Members of Steve Nash Fitness World and Sports Clubs report that the fitness chain has continued to charge them for memberships they are unable to use, even though the company is insolvent.
SNFW Fitness B.C. Ltd. – which operates more than two-dozen gyms under Steve Nash, Crunch Fitness and UFC Gym brands – closed all of its locations mid-March. Most of its roughly 1,500 employees have been terminated, and the company has successfully sought protection from creditors, which are .
Even though the company is no longer delivering fitness services, it is operational, and able to charge members for services it can’t provide during the COVID-19 pandemic.
“I have emailed and I have called three different phone numbers and nobody ever calls me back,” said Bev Ulmer, a long-time member of Steve Nash Sports Club.

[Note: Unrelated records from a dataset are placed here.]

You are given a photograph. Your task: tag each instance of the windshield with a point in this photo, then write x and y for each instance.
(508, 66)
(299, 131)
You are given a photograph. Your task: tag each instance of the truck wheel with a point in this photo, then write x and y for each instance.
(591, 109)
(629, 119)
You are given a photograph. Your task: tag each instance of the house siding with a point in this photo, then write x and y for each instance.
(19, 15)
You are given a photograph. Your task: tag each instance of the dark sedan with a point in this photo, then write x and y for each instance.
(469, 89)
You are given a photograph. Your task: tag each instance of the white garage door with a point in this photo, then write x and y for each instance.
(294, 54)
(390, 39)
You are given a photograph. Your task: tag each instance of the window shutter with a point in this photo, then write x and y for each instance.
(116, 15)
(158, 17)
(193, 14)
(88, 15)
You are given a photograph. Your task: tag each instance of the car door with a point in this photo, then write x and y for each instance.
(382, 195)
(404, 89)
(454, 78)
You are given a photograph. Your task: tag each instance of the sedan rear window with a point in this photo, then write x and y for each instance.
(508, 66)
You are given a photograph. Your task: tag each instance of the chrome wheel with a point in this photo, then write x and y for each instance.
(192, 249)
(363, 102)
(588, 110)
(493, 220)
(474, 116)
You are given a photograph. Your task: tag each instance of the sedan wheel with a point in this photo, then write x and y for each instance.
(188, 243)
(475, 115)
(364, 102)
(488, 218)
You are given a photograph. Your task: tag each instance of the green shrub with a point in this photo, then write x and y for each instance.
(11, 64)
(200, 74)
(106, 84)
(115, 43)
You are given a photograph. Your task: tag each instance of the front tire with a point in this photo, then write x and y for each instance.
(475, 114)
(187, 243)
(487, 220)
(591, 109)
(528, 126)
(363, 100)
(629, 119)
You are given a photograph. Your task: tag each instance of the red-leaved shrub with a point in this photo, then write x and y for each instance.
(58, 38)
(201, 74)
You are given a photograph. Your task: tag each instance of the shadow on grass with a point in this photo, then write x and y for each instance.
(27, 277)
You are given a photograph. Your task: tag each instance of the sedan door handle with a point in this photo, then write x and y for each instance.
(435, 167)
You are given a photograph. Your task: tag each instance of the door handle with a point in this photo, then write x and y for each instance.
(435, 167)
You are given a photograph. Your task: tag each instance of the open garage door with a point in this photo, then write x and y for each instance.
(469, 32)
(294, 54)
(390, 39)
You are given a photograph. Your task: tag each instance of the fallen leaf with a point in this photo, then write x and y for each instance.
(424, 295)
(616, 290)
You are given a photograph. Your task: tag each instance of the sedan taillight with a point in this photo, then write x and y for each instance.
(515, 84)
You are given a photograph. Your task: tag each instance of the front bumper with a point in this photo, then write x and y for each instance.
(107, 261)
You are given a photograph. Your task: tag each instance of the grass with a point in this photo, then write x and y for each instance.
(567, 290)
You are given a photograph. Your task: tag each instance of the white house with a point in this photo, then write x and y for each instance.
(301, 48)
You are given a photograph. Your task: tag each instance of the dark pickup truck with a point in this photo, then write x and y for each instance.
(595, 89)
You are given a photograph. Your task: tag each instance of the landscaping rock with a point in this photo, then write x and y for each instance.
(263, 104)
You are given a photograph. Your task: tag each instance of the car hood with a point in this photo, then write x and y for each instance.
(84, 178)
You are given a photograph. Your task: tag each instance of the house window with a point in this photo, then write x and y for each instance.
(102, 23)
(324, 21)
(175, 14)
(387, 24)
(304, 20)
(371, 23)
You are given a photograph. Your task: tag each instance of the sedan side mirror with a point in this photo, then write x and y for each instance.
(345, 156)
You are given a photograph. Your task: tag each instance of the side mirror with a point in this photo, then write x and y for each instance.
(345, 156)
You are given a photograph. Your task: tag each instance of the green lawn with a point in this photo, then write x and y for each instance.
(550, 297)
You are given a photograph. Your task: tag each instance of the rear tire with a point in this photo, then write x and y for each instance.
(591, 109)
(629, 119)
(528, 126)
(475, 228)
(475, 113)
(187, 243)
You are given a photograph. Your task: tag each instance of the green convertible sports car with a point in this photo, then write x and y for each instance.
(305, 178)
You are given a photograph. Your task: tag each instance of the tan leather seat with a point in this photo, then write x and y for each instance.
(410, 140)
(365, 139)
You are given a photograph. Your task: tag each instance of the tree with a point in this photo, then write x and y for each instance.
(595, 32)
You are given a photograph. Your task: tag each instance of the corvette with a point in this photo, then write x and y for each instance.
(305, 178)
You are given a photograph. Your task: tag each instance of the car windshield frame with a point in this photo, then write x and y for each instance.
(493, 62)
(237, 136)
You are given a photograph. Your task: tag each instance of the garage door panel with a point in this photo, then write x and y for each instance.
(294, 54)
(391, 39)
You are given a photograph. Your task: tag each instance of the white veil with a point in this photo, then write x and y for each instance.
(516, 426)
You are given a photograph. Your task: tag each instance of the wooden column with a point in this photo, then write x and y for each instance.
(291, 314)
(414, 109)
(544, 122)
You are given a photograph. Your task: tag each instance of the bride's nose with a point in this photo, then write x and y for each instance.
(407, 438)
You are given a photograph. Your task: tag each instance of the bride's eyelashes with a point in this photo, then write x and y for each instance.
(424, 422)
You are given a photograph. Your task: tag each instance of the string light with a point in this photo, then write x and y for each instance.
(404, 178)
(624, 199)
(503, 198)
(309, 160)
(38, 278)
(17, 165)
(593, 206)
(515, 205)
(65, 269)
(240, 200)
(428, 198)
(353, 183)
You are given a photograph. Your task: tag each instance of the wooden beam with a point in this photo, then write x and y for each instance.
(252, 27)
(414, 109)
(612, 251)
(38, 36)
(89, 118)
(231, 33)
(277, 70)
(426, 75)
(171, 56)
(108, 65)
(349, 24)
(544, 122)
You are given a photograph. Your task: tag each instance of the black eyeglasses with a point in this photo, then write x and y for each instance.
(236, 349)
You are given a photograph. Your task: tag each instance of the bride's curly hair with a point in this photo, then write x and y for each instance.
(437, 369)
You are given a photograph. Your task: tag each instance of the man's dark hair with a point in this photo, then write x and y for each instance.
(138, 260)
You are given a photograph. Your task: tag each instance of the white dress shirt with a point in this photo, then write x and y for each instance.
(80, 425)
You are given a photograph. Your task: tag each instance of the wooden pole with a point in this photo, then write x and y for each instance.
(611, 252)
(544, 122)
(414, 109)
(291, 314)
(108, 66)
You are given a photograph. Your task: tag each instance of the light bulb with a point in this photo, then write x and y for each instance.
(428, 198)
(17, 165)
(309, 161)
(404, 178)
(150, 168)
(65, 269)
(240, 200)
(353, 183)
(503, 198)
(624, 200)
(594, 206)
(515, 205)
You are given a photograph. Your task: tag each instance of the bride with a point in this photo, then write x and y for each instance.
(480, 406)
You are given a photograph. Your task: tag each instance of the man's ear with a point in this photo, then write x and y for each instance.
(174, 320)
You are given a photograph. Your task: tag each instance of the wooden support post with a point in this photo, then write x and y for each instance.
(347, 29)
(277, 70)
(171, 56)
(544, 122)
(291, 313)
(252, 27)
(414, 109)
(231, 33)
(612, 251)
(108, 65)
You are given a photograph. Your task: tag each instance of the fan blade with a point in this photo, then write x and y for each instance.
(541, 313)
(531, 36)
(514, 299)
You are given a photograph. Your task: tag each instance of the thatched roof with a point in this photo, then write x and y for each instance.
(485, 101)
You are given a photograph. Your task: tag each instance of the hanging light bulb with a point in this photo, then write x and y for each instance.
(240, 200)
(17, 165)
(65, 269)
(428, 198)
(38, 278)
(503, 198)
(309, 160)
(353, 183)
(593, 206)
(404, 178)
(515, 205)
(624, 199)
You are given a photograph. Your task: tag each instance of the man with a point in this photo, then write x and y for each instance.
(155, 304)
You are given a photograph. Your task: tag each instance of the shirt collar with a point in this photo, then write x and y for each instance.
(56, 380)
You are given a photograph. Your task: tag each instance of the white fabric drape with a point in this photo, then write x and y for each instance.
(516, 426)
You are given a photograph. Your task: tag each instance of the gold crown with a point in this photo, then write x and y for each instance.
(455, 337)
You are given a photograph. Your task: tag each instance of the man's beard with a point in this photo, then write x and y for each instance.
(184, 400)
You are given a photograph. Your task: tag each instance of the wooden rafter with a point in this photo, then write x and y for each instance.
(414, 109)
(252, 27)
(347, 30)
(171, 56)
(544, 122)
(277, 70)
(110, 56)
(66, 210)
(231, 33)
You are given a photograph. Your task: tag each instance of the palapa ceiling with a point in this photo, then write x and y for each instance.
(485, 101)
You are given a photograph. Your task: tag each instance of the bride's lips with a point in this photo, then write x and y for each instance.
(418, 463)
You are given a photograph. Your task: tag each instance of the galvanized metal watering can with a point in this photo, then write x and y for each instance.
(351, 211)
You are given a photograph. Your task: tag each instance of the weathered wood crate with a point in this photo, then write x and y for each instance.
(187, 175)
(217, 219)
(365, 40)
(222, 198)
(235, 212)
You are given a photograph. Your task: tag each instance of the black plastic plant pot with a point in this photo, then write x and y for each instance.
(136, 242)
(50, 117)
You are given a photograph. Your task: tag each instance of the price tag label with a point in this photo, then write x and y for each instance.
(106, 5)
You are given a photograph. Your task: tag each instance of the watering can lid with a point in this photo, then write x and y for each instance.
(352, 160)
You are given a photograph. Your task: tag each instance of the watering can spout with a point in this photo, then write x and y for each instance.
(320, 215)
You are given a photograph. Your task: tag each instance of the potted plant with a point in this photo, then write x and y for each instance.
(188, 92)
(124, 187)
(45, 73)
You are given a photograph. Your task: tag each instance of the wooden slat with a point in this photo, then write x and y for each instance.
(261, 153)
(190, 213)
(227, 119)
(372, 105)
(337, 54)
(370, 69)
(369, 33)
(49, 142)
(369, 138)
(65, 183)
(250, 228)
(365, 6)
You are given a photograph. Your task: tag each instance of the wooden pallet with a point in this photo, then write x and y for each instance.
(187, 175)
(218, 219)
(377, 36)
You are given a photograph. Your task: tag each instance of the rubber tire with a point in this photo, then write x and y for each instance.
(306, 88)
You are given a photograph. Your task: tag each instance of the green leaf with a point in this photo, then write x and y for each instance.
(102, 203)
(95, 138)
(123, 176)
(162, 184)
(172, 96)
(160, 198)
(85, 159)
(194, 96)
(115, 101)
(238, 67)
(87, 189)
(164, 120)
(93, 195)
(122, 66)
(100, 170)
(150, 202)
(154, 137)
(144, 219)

Ulmer pays around $25 for two monthly memberships for her and her husband, who is in a nursing home. She says she was charged March 15 – two days before SNFW Fitness closed all of its locations – and again on April 15, nearly two weeks after the company filed a notice of intention to file a proposal under federal bankruptcy and insolvency legislation
Other monthly gym members have confirmed that they too have been charged since the company shut down its locations, terminated staff and filed a notice of intention.
While SNFW Fitness board directors have determined that the company is not a viable business without a significant equity injection, insolvency isn’t the same as bankruptcy, and legal experts explained to BIV that the company can continue to operate as it structures a proposal to creditors and embarks on recently approved by the B.C. Supreme Court.
Customers who pay by the month are not explicitly listed as creditors in the SNFW Fitness notice of intention, however individuals who have purchased personal training memberships and those who have prepaid for memberships are, and many such members are concerned about how to get their money back.
“It takes me back to a place where, all along the way, Steve Nash [Sports Club] would promise things and not follow through,” said Andrea Wilkinson, who has personally experienced a great amount of health and fitness success through her membership with Steve Nash Sports Club. That said, she claims that over years of membership, the company would promise her discounts or products that never materialized.
In January, she paid for personal training sessions she is now unable to use.
“I’m out $2,200. I’d like my money back. And there are people that work out there, that have much more serious health issues, and are senior, who are out all this money,” said Wilkinson, who works part-time for Home Depot.
“To me, that’s beyond ethical. I mean there’s the financial piece, and there’s the ethical side of it.”
Meghan Wong estimates she is owed around $3,800 for personal training sessions she prepaid for.
“I'm really frustrated because I've basically been robbed of $3,824 and no one is there to give me an answer about what the next steps are,” she wrote to BIV.
Wong and Ulmer have both approached their respective credit card companies, but were told chargebacks could not be issued because the company has not declared bankruptcy and has not closed permanently.
BIV has made repeated requests to SNFW Fitness for comment over several weeks.
Mario Mainella, a licensed insolvency trustee with The Bowra Group, says that the amount SNFW Fitness may owe to members has yet to be accounted for, but is being looked at.
In the company’s notice of intention, personal training memberships and prepaid memberships are listed as collective groups of creditors each owed $250. That figure will be revised as more information becomes available.